3-Profit in health care is increasingly a sensitive subject. Is it OK to be “profitable” in health care? It’s a delicate subject especially in the acute and insurance sectors wherein investor ownership is a hot issue. What’s clear is that many high profile health care companies—both investor owned and private not for profit– have produced impressive profits during the downturn and since passage of the Affordable Care Act. And regulatory efforts to curb physician self-referrals and high profile actions against fraud have heightened attention to the greed-factor in health care. The health care industry is capital intense, labor intense (employing 16 million) and highly regulated at the state and federal levels.
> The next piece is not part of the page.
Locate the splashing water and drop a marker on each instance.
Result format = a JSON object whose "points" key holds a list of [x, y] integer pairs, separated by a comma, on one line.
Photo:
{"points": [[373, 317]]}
Per the CBO’s forecast, national health expenditures will increase 6% annually in coming years—well above the 2-3% long term GDP growth and 2% wage increases expected for workers next year. Cuts in spending on health care, and declining insurance coverage by employers will result in shrinking operating margins and heightened attention to profits. And consumers will be alerted to profits from by-gone years that too many is ill-gotten gain.
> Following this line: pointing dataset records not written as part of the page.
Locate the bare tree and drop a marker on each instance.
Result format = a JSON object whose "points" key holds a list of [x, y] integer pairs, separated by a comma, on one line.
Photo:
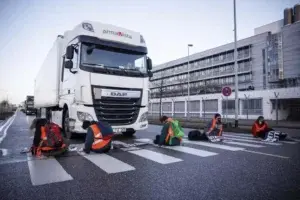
{"points": [[160, 84]]}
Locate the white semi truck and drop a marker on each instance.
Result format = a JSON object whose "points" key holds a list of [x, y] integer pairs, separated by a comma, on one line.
{"points": [[95, 72]]}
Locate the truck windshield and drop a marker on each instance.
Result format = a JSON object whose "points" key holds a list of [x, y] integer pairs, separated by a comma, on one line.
{"points": [[109, 57]]}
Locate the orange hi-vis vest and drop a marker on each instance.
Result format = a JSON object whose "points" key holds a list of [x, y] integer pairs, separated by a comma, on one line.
{"points": [[99, 142], [256, 128], [214, 123], [44, 139]]}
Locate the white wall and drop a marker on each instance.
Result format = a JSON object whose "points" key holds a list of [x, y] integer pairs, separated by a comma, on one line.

4-The success or demise of the Affordable Care Act is a lightening rod for activism. Kaiser tracking polls dating back to September 2009 found the public feels strongly about “Obamacare” but awareness of what’s actually in the law remains low. Deloitte surveys revealed growing levels of dissatisfaction with the health system, including growing fear of financial ruin resulting from health costs, even among those with private coverage. For the 56% of employers that provide insurance coverage, health costs increases have been passed through to employees through higher premiums, limitations on coverage and use of defined contribution benefits that require employees to cough up $5000 or more before their policy pays. For the 44% who don’t provide coverage, and even for those that do, the ACA’s employer mandate and penalty in 2015 looms as a tipping point. And for young healthy individuals buying individual policies ineligible for subsidies, sticker shock will prompt pushback. They’ll pay more to subsidize older and sicker, just as employers that provide coverage subsidize employers who don’t. The ACA has ignited passions across the political spectrum, with peaceful resolution no time soon. Health reform and the ACA will be prominent in Campaign 2014, and attention to transparency in the health system will continue to get page one coverage. Thus, the ACA will ignite an already building skepticism about the health system.
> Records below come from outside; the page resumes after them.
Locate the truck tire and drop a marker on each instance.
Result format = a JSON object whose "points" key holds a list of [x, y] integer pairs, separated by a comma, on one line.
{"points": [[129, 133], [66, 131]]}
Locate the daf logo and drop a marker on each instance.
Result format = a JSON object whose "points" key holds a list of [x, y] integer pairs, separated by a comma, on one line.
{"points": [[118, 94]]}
Occupy Wall Street coalesced the activism of several groups around a shared belief that the financial system was operating in its own self-interests versus the public good. The ranks of the health care disaffected are growing—those without coverage or inadequate coverage, those who can no longer afford higher co-payments for prescriptions, tests and hospital care, those who just lost coverage, and young healthy adults above the poverty line who now face higher premiums for insurance they suspect they don’t need.
Sticker shock in health care is a real issue to the industry. It might ignite the Occupy Health Care movement that will fundamentally alter its future, and the ultimate result of health reform.